Durante a prova foi interessante. No primeiro jogo o nervosismo estava muito alto, muita ansiedade e coração palpitando forte. Um pouco de tremedeira nas pernas e nas mãos. Notava que essa tremedeira atrapalhava meu jogo. Me sentia travado, sem que pudesse executar os movimentos da forma correta. Percebi claramente que perdi pontos por conta dessa instabilidade, o que me fez pensar mais na limitação e ficar ainda mais nervoso. Esse padrão se manteve nos dois primeiros jogos de grupo. No jogo eliminatório, meu primeiro tempo foi ainda mais nervoso. A sensação de ansiedade era muito forte. Alguns pontos eu sequer me lembro dos movimentos realizados. Ao sentar no intervalo, ouvi as instruções do Baldin. Algumas entraram na minha cabeça, mas acho que a maioria não. Comecei o segundo tempo mais lento, tentando observar melhor o jogo. Fui bem melhor. Os pontos foram saindo e fui me acalmando mais. Notei bem mais as jogadas e pude inclusive questionar o árbitro em alguns pontos. Parei em alguns momentos para respirar, isso me ajudou muito. No último ponto um movimento incorreto, finalmente sentia que o movimento era consciente. Um pouco tarde para obter consciência de tudo, fim de campeonato 😬

Após o fim um grande vazio. Nesse momento a amígdala deve ter reduzido a atividade e as glândulas responsáveis pela produção de noradrenalina e cortisol finalmente relaxaram. As conexões neurais possivelmente entraram em inibição, sistema simpático foi dando espaço ao parassimpático e o córtex frontal foi tomando controle de tudo. Ainda não conseguia relaxar, mas ia tentando entender um pouco melhor tudo que tinha acontecido. Aos poucos ia lembrando do que conseguia. De qualquer forma, a dopamina gerada pelos bons pontos que fiz no final do último jogo começava a esvaziar e parecia dar uma sensação de leve depressão. Já acabou? Sim, tudo muito intenso, mas muito produtivo. De novo me senti vivo, muito vivo. Com muita reflexão vou aprendendo e entendendo aos poucos as maravilhas desse esporte. Aos poucos vou conhecendo meu corpo melhor, como reajo as situações. Aos poucos vou tentando resolver os desafios que minha mente me coloca. E a cada experiência desse tipo, agradeço à Deus pela minha passagem aqui.

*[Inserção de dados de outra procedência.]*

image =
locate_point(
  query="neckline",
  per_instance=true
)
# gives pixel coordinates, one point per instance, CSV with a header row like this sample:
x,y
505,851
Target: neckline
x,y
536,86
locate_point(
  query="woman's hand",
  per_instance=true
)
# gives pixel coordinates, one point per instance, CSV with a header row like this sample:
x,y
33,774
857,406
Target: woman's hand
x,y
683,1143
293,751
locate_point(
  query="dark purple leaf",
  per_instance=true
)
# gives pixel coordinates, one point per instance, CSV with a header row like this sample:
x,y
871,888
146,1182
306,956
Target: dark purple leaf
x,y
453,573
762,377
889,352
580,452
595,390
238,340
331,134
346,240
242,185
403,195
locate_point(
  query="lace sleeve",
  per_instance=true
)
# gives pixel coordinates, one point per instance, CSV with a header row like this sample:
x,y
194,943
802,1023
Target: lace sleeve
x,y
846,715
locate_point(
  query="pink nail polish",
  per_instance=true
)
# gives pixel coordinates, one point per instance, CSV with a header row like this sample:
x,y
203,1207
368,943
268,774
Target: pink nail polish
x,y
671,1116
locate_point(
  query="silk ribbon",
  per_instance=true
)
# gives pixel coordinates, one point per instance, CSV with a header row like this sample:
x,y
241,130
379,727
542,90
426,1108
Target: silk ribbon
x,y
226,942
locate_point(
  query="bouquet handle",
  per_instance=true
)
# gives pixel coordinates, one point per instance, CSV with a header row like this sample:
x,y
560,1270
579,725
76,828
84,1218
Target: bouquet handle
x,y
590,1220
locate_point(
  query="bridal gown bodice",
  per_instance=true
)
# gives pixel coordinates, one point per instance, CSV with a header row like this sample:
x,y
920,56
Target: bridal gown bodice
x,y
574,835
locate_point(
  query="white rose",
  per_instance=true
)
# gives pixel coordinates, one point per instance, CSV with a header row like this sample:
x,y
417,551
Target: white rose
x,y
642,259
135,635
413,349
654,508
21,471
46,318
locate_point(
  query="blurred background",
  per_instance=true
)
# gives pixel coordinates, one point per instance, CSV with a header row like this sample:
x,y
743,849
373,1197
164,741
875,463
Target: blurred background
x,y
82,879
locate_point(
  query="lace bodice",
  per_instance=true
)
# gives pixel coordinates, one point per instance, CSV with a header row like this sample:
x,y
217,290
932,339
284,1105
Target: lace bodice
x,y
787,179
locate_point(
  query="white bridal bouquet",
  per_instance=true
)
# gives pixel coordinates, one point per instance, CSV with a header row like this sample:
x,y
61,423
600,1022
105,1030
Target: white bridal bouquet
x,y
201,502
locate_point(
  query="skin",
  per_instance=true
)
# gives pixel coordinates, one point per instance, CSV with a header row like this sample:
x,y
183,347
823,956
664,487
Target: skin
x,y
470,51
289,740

O saldo, além de me aprofundar no autoconhecimento, a qual considero uma das maiores ferramentas que temos para nos tornarmos melhores, foi ter conhecido pessoas novas. Pessoas incríveis, divertidas e interessantes. Espero ter feito novos amigos, amigos que completem a minha vida como os amigos da Baldin Esgrima.

Obrigado Pedro por ter me apresentado à Esgrima e ao Sabre como arma de jogo. Obrigado Thásia por sempre estar do meu lado e me aguentar nos meus momentos mais estressados! Amo vocês!